Should we bring wolves back into Ireland?
The Grey Wolf was hunted to extinction in Ireland in the 18th century. The last was shot in County Carlow in 1786
Ireland once had perhaps the highest density of wolves in Europe, nicknamed 'wolf-land' by the English who settled here in the 17th century. Wolf populations are now returning to small agricultural European countries, such as the Netherlands for example, which is half the size of Ireland and has three times as many people living there. Ireland is now the only remaining member-state of the European Union where wolves have not recolonised naturally, and as it is an island, will not do so. So why haven't wolves been reintroduced here?

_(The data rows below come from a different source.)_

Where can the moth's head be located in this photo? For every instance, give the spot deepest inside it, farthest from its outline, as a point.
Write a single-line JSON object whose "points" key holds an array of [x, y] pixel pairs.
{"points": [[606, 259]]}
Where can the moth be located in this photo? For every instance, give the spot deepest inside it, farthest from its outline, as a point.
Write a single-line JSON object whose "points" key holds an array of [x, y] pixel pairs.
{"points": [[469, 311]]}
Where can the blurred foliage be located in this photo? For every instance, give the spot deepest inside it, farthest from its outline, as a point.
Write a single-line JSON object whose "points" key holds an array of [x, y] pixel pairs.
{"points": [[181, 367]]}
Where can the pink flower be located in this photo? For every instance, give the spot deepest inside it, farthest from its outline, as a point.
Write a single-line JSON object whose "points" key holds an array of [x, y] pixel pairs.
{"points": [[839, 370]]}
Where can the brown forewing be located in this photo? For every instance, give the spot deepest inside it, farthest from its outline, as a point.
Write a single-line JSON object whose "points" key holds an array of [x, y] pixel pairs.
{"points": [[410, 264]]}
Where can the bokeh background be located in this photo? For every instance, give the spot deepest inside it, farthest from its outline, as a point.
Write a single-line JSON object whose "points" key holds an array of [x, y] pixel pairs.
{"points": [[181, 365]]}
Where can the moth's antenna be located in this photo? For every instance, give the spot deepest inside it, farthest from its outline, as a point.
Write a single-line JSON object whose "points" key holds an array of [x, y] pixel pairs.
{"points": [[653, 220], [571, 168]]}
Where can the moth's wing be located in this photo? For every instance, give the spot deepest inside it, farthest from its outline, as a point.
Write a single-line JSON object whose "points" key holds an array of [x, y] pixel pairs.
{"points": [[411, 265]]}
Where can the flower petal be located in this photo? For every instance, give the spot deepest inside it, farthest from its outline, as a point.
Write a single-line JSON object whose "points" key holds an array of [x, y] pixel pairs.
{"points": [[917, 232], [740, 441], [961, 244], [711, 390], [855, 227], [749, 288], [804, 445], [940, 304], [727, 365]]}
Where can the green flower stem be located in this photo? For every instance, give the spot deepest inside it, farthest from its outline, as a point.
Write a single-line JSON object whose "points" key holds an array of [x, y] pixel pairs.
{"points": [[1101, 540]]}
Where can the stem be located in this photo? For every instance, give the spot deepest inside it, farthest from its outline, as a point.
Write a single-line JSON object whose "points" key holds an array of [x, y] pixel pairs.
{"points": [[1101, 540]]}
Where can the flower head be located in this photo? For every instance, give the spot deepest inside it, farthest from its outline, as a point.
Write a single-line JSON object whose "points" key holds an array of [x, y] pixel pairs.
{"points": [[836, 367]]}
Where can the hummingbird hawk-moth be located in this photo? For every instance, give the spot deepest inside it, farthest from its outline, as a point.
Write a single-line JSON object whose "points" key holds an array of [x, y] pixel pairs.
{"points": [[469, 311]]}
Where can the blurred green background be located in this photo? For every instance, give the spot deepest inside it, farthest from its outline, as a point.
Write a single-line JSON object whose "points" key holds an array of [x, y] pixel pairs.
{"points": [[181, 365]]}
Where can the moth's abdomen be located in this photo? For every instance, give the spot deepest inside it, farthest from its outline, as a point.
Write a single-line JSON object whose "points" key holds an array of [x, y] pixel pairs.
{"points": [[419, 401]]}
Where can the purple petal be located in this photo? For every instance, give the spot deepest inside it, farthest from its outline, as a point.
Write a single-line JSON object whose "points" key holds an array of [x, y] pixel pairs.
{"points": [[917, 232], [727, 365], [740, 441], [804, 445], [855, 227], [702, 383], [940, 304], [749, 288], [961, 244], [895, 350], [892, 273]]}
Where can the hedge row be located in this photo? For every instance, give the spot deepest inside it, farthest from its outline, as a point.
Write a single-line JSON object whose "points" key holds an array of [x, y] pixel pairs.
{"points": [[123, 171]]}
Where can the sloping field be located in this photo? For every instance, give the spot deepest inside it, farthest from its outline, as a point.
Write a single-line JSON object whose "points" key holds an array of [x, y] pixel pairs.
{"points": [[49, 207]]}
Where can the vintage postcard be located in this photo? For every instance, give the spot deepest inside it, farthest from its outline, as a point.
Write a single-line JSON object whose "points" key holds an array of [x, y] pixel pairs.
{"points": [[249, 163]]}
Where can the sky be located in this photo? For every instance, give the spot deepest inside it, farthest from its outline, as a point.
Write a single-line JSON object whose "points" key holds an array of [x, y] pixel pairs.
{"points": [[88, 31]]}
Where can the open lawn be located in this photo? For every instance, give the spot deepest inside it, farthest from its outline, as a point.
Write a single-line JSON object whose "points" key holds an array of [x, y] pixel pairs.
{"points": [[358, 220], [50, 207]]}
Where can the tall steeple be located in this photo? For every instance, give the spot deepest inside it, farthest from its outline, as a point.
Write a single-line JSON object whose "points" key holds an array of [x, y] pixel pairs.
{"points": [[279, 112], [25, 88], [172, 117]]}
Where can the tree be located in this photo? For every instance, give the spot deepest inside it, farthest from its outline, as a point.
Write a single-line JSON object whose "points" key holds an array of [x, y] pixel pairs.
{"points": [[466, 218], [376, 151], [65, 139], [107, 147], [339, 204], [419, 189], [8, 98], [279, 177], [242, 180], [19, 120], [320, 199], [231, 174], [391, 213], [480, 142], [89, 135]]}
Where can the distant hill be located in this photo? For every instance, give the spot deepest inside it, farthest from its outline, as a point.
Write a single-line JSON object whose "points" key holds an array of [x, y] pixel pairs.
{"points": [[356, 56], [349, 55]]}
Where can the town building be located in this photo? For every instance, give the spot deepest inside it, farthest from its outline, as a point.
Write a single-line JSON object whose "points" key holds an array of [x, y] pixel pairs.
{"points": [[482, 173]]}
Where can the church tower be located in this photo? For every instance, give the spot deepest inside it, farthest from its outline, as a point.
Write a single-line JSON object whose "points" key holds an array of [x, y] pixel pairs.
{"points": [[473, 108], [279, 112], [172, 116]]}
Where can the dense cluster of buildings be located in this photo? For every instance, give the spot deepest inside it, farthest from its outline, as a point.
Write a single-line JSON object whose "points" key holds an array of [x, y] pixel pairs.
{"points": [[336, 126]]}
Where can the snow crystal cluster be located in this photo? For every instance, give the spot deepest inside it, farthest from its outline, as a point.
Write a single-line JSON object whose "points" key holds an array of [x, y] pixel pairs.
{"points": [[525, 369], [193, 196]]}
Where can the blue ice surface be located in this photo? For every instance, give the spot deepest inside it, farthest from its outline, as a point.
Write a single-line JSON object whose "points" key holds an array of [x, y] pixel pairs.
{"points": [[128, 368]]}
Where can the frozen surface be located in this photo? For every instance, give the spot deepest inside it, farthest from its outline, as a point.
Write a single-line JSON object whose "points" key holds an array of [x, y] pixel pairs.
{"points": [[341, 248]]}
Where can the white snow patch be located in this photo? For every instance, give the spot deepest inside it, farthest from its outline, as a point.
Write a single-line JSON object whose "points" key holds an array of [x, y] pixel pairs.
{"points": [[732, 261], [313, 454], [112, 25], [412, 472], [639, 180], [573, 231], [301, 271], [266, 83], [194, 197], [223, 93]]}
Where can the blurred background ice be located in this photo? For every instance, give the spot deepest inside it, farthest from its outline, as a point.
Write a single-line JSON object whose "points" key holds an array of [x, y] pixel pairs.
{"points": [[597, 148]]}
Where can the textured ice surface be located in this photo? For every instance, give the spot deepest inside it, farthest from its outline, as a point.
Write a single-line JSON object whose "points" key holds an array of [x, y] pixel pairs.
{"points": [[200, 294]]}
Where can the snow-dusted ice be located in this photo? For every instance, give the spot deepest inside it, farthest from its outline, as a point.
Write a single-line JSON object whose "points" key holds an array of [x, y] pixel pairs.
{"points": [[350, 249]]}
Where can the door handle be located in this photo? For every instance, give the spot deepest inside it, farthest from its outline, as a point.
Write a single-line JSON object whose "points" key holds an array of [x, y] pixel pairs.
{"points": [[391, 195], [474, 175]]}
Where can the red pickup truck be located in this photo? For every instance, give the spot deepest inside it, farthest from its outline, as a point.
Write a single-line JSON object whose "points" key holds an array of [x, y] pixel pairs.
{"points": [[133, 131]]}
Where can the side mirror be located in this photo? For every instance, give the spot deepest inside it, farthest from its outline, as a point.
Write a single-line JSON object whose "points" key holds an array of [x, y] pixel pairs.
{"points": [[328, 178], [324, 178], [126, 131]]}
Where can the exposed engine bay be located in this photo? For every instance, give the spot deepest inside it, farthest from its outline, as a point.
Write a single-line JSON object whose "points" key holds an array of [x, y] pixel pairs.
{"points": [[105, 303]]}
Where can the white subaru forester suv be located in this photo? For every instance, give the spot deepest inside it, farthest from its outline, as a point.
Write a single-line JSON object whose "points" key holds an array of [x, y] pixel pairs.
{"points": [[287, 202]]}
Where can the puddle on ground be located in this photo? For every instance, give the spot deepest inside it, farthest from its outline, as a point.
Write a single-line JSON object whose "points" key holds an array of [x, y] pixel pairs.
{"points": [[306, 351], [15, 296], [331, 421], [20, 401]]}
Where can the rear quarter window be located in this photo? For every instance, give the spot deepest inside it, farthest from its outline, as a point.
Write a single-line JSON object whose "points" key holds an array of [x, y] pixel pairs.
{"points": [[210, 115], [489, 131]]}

New research from University College Dublin (UCD) conducted by Kilian J Murphy et al. working out of the Laboratory of Wildlife Ecology and Behaviour under Dr Simone Ciuti investigated the outcome of wolf reintroduction to Ireland using a modern simulation modelling approach. This approach allowed the research team to simulate the effect of wolf reintroduction to Ireland's national parks under a suite of different management and policy strategies, ranging from no management at all to landscape-scale interventions aimed at reducing wolf-human conflicts. The study ran more than 1,000 simulations to investigate if wolves could survive here, how they might use the landscape, and the consequences for deer and livestock within and around Wicklow Mountains National Park, Glenveagh National Park, Killarney National Park, and Wild Nephin National Park.